Взбешенная спокойствием Жосса и уже совершенно выйдя из себя, она начала выкрикивать ругательства, называя его кобелем, мерзким самцом, похотливым развратником, смакуя каждое свое бранное слово. Раздраженный этими, как он считал, незаслуженными оскорблениями, Жосс встал и, скрывая возбуждение, пропел сестре первый куплет неприличной песенки, начинавшейся так: «Первую девку, с которой я спал, я за дверьми караульной прижал». Он пел громко, отчеканивая каждое слово, и голос его звучал как победный марш.
Валери, все еще в своем праздничном пальто, нервно расхохоталась и убежала в кухню, куда он последовал за ней, чтобы добить вторым куплетом: «Парень я хваткий, тянуть не люблю, девку я вмиг на тюфяк завалю…»
Забившись в угол, затравленная, она увидела, что он идет прямо на нее и, прикрывая руками живот, закричала: «Нет! Нет!» Озадаченный, немного смущенный, встревоженный, он повернулся к ней спиной и ушел обратно в столовую — ему показалось, что он взбаламутил какую-то грязь, таившуюся в сокровенных глубинах ее существа.

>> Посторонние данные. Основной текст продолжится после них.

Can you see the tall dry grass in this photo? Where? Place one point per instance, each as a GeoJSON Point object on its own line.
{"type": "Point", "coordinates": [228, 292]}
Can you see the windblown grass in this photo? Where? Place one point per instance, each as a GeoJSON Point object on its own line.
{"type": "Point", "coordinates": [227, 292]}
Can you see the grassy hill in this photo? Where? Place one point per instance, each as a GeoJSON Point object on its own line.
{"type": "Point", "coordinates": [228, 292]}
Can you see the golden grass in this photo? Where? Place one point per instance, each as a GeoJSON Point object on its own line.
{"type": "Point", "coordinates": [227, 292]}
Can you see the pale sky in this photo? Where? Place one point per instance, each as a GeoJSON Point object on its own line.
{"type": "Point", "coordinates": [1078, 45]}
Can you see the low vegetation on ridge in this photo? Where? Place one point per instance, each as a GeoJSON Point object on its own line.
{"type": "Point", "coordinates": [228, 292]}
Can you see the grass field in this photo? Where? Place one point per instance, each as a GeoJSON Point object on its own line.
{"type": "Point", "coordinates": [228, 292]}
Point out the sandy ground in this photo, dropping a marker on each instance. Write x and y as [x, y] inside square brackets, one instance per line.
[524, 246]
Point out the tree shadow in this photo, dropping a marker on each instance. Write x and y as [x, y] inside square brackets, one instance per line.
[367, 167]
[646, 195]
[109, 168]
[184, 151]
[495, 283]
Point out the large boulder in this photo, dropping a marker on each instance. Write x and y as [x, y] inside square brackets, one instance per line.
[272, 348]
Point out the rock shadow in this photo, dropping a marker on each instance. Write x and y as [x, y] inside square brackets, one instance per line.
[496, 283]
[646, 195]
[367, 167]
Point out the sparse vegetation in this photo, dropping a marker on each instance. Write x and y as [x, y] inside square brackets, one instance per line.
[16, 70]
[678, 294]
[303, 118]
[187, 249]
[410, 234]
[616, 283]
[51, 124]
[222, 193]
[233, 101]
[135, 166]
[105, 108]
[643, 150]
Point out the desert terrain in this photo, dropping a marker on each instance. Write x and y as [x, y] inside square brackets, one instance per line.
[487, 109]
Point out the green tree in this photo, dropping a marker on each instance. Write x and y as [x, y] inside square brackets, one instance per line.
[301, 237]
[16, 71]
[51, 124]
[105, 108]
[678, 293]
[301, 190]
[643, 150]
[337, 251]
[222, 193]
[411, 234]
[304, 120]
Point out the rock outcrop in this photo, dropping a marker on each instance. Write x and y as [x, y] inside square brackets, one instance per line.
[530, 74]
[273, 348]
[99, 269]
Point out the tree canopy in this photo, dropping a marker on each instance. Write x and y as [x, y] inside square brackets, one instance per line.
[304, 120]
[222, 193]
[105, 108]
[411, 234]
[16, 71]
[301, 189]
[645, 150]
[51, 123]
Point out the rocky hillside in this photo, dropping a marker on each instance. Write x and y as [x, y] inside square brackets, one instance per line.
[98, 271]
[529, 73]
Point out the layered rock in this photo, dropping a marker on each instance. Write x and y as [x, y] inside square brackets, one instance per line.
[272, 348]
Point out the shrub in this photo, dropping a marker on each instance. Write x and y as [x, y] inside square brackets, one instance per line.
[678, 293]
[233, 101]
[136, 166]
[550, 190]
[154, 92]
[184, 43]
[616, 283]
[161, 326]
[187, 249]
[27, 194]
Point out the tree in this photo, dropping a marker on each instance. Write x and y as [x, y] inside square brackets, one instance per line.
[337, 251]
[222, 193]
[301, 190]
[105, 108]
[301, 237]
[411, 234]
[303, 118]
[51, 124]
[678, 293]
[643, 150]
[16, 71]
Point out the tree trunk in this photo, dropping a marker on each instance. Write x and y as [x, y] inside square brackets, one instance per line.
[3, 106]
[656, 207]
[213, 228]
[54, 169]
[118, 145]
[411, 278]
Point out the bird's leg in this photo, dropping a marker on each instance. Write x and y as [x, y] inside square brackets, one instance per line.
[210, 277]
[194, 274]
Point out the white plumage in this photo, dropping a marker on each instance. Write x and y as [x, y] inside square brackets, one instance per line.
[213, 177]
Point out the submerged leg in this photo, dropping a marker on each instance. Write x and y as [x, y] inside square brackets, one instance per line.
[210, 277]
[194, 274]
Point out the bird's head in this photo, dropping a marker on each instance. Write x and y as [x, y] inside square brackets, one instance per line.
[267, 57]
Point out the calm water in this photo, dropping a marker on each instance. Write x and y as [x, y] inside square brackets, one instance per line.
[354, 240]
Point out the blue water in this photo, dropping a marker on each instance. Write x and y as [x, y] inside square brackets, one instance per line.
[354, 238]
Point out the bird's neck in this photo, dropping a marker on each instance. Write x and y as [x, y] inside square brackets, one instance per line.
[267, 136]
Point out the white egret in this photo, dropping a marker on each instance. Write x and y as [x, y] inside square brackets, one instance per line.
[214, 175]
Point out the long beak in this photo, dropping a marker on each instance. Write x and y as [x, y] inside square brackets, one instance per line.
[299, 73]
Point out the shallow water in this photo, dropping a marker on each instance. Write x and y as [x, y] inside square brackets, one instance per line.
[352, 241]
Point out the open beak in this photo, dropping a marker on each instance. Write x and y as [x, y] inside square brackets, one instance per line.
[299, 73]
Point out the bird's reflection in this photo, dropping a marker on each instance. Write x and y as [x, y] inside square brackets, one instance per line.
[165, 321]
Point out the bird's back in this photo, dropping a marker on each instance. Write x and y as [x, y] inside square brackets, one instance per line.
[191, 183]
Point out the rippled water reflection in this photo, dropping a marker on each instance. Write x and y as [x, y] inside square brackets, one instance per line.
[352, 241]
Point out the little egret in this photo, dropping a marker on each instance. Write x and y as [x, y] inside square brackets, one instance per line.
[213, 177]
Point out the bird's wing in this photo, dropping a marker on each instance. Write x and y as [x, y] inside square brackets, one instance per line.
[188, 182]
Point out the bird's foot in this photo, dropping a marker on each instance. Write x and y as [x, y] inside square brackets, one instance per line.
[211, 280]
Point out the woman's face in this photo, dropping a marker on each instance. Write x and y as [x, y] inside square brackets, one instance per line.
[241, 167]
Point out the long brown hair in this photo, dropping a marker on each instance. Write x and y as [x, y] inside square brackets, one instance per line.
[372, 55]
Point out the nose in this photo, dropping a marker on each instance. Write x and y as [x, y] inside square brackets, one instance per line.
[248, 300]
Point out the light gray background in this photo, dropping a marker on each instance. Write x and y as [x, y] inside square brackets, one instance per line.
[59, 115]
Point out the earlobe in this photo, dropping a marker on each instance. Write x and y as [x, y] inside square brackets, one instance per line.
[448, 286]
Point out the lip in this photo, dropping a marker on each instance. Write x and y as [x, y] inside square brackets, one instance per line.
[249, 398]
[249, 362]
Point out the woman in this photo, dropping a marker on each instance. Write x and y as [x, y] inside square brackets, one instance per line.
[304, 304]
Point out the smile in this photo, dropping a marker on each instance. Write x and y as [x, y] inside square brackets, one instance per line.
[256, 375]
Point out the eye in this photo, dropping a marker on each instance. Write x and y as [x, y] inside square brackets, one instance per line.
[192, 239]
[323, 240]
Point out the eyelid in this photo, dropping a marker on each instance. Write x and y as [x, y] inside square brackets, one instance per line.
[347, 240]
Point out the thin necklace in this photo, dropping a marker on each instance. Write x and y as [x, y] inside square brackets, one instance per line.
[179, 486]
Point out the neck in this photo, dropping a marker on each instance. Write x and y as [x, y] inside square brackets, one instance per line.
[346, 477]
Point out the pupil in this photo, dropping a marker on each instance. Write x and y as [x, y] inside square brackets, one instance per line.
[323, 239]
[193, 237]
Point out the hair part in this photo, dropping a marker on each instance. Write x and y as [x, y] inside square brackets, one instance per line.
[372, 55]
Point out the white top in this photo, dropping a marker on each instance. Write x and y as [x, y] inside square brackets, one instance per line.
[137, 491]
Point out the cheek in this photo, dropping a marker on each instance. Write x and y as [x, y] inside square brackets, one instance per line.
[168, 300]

В следующую пятницу, после обеда, Жосс, не желая показать, что он спасовал перед сестрой, как обычно, пошел на улицу Блан-Бокен, но почти без всякой охоты: спектакль, разыгравшийся в воскресное утро, все еще не выходил у него из головы. На следующий день Валери ничего ему не сказала и выразила свое неодобрение лишь тем, что вообще перестала разговаривать с ним. Отныне его посещения публичного дома по пятницам сделались нерегулярными. Всякий раз, как Жосс приходил туда, он с неприятным чувством вспоминал о сестре, причем ему даже казалось, что она где-то близко, что она чуть ли не бродит по комнатам этого заведения, а однажды случилось так, что в нужный момент у него ничего не вышло. С середины апреля он окончательно перестал посещать дом.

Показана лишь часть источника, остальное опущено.